Which is very well possible, Martijn Salomons, head of the animal care department says. For people, the grounds are thoroughly closed off with pointy fences and barbwire. But a small animal like a cat can walk in.’ Not in the cages, but on the grounds.
There may also be a buzzard flying over or a stoat passing by that scares the animals
This doesn’t affect the research, Salomons believes. The fact that the animals experience stress makes little difference. ‘These are long-term studies of behaviour or longevity, for example,’ he explains. ‘A cat walking by doesn’t matter.’ There may also be a buzzard flying over or a stoat passing by that scares the animals, he says resignedly. ‘That’s simply the consequence of testing outdoors.’

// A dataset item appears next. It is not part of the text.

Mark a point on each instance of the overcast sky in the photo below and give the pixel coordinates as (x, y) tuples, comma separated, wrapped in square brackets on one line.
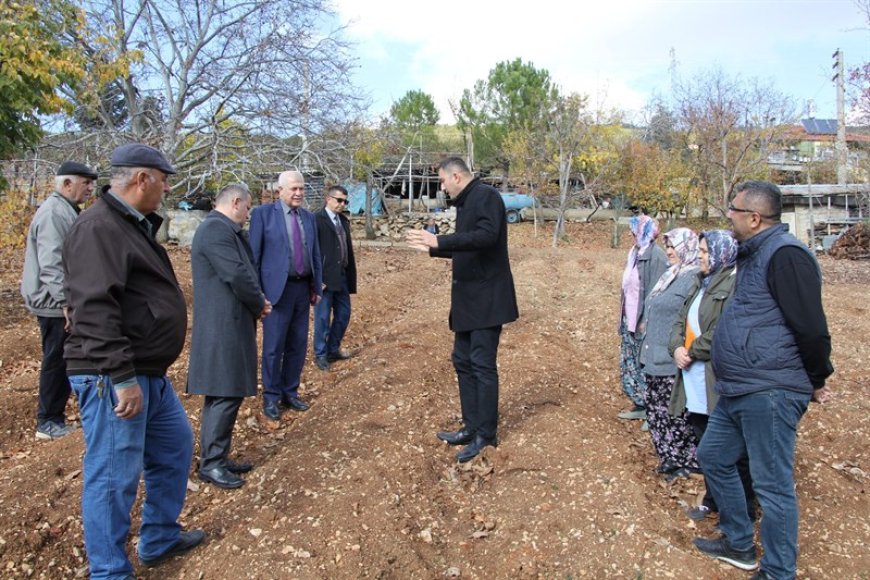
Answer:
[(616, 51)]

But the test animals aren’t the only animals on campus. So what else is our nocturnal campus cat, which we even see walking around EnTranCe, up to?
Disturbing suspicion
RUG ecologist Raymond Klaassen has a disturbing suspicion. A few years ago he performed research on cats a little further north, on the other side of the Van Starkenborghkanaal. He fitted cats from the area with transmitters and recorded how they easily wandered a few kilometres from home. “There was no place they couldn’t get to.

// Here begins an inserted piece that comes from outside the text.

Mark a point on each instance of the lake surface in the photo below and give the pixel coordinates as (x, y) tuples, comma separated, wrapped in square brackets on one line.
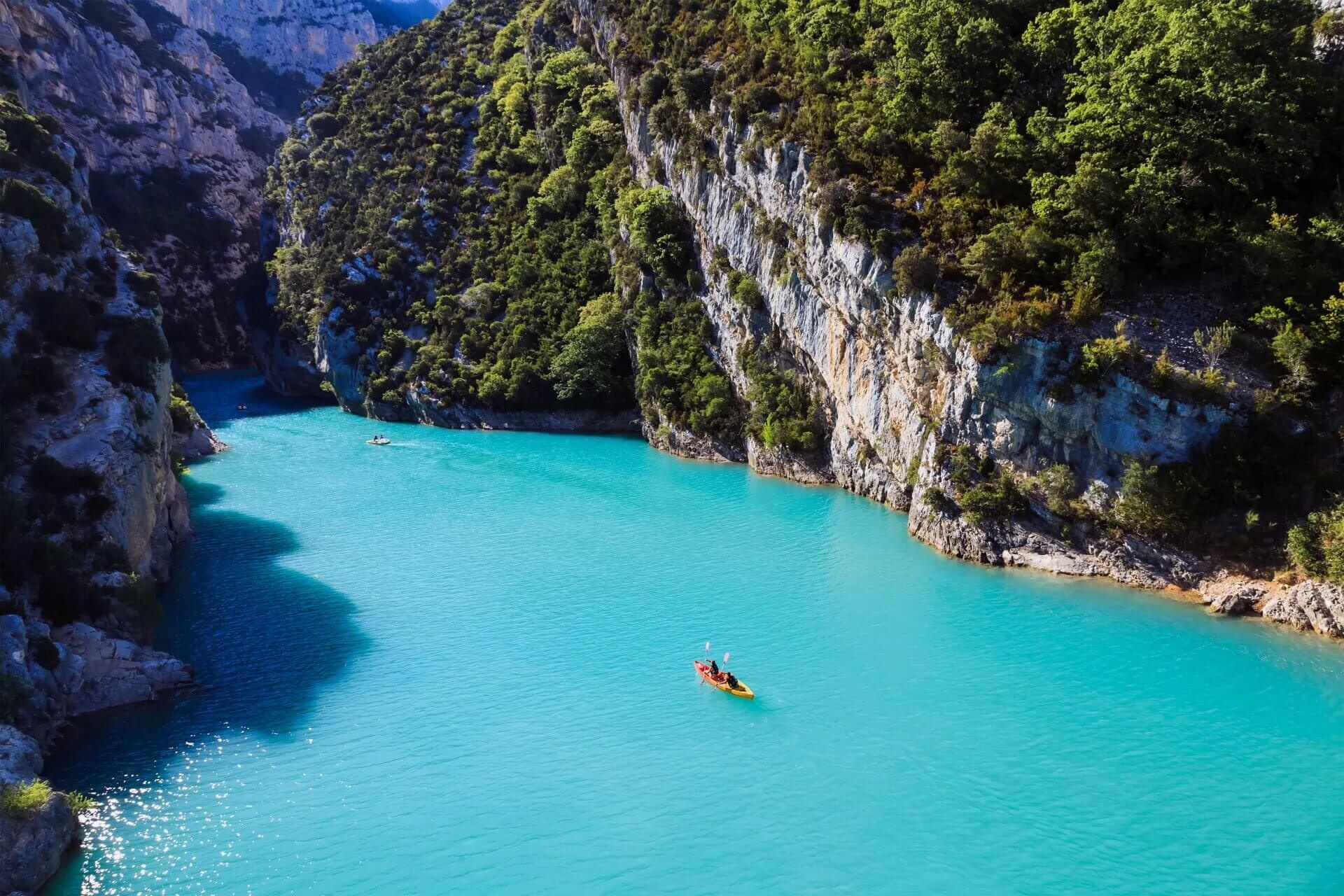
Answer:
[(463, 664)]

He doesn’t know how much they caught exactly, but according to the Bird Conservancy, all Dutch cats combined catch about 18 million preys. ‘I would have loved to have hung a camera on them,’ he says.
‘The numbers are so high that you can expect it to have a population-level effect. Especially in the breeding season, when the little ones have just left the nest and can’t fly yet.’ Then they’re on the ground for a few days. That’s the most dangerous period, with many casualties.’

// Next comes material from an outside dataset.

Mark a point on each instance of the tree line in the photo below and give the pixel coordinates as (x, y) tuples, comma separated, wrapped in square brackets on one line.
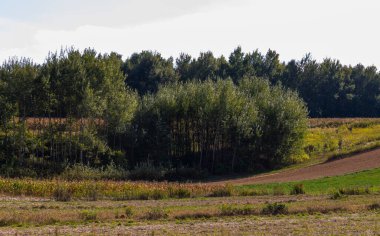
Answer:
[(203, 113)]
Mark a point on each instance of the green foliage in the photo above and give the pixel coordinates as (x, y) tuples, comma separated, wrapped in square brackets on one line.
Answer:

As a result, he doesn’t think it’s acceptable for people to let their cats run loose during the breeding season. Which is quite a long period: from May to early August.
Following the example of American researcher Pete Mara, Klaassen makes the comparison with dogs: ‘There used to be a lot of problems with dogs biting people. At a certain time people said: this is no longer acceptable; these dogs must be kept behind a fence or on a leash.’ So exactly the same should happen now with cats.
But does that mean we should keep our Grey Hunter home all summer? Then she will get depressed. Can’t we put a bell on her?
Doesn’t help, Klaassen says. After all, cats prowl. When a bird hears the bell, it’s already too late. What might help is a brightly coloured clown’s collar of about 10 centimetres. ‘Birds are very visually oriented.’
Athough it doesn’t help young birds. They remain an easy target for cats. And that’s pitiful too, says Klaassen.